Moreover, online carts were more than twice the size of in-store carts, according to payment firm Block.
This is in part due to early shopping that seems to have been conducted primarily online, in a year when “the period between Black Friday and Christmas is unusually short,” according to emailed comments from Darpan Seth, CEO of omnichannel order management advisory and software firm Nextuple.

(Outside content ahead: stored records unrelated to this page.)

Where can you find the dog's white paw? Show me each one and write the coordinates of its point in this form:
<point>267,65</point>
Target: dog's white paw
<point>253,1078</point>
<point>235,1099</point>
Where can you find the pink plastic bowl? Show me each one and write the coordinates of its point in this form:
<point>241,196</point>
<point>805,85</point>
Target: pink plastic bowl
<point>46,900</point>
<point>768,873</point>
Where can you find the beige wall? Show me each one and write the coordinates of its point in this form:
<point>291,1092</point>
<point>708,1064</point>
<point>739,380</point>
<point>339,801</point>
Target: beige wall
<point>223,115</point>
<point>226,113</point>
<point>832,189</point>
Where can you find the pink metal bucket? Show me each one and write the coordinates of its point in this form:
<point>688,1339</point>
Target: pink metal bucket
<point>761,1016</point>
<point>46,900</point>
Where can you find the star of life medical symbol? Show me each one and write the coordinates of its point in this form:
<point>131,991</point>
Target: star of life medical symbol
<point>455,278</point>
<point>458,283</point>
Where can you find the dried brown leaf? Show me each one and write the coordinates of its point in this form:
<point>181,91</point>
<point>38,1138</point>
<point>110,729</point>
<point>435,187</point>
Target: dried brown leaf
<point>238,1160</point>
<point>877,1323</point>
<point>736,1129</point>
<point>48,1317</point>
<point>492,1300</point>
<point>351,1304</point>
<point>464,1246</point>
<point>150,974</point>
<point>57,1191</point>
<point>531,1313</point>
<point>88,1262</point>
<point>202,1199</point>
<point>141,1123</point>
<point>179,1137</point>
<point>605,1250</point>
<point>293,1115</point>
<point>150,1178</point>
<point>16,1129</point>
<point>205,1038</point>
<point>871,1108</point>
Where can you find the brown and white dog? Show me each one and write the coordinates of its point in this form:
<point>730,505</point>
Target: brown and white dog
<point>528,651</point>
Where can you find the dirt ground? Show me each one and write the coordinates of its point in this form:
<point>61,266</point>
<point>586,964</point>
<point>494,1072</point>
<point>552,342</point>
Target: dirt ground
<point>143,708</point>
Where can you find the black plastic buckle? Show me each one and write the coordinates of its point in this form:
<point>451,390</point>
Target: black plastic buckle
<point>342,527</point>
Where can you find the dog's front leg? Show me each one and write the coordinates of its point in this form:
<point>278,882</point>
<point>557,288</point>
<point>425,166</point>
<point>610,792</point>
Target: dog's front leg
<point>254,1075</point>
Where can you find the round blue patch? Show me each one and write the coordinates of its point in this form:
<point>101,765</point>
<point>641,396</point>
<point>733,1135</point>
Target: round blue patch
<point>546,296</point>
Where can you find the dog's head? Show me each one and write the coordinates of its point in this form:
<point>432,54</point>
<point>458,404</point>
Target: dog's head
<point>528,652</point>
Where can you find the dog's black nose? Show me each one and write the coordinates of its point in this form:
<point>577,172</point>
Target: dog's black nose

It’s also because retailers are now better at making more goods available online that in previous years may have only been available in stores, Seth said.
Prices and margins
Black Friday has long been about getting good deals, but some discounts this year were especially steep.
Categories more exposed to inflation and higher-priced items were primed for deep price cuts. Plus retailers themselves may preemptively clear out inventory that could eventually be subjected to Trump’s tariffs, according to Nextuple’s Seth.
Adobe found that “discounts exceeded expectations” and were a purchase motivator for toys (with peak discounts of 27.8% off list price), as well as for electronics (27.4% off), televisions (24.2% off), apparel (22.2% off), computers (22% off) and sporting goods (19.5% off). Discounts are expected to remain elevated through the shopping weekend, per that report.
In fact, Black Friday-esque discounts may be found throughout the holiday shopping period, according to Joe Shasteen, global manager of advanced analytics at RetailNext.
“Broader economic pressures, such as high grocery prices and the rising cost of living, may have further impacted shoppers’ behavior,” Shasteen said in emailed comments. “Inflation-fatigued consumers appear to be prioritizing essential purchases and carefully weighing discretionary spending, underscoring the continued importance of value-driven shopping decisions this holiday season. Additionally, many retailers have extended Black Friday deals to widen the shopping window, offering consumers more time to find discounts and spread out their shopping across the holiday period.”
Black Friday
Thanks once again to e-commerce, Thanksgiving Day itself is stealing Black Friday’s thunder as a red-letter retail sales day. This year, shoppers spent $6.1 billion online on Thanksgiving, a record amount that was 8.8% above last year, according to Adobe.
That growth outpaces last year, too, when Thanksgiving Day online sales grew 5.5%, per Adobe’s report. What’s more, holiday shopping in general has been spread out beyond the Thanksgiving-to-Cyber Monday period, experts said.
“With brands expanding their deals across days or even weeks, the once-frenzied in-person rush is evolving into a digital-first experience,” Kearney’s Kleinewillinghoefer said in emailed comments. “Black Friday is no longer just a single shopping event — it has become part of a broader sales extravaganza. With Cyber Monday dominating e-commerce and Travel Tuesday catering to wanderlust, the holiday season is now a crowded marketplace of endless deals.”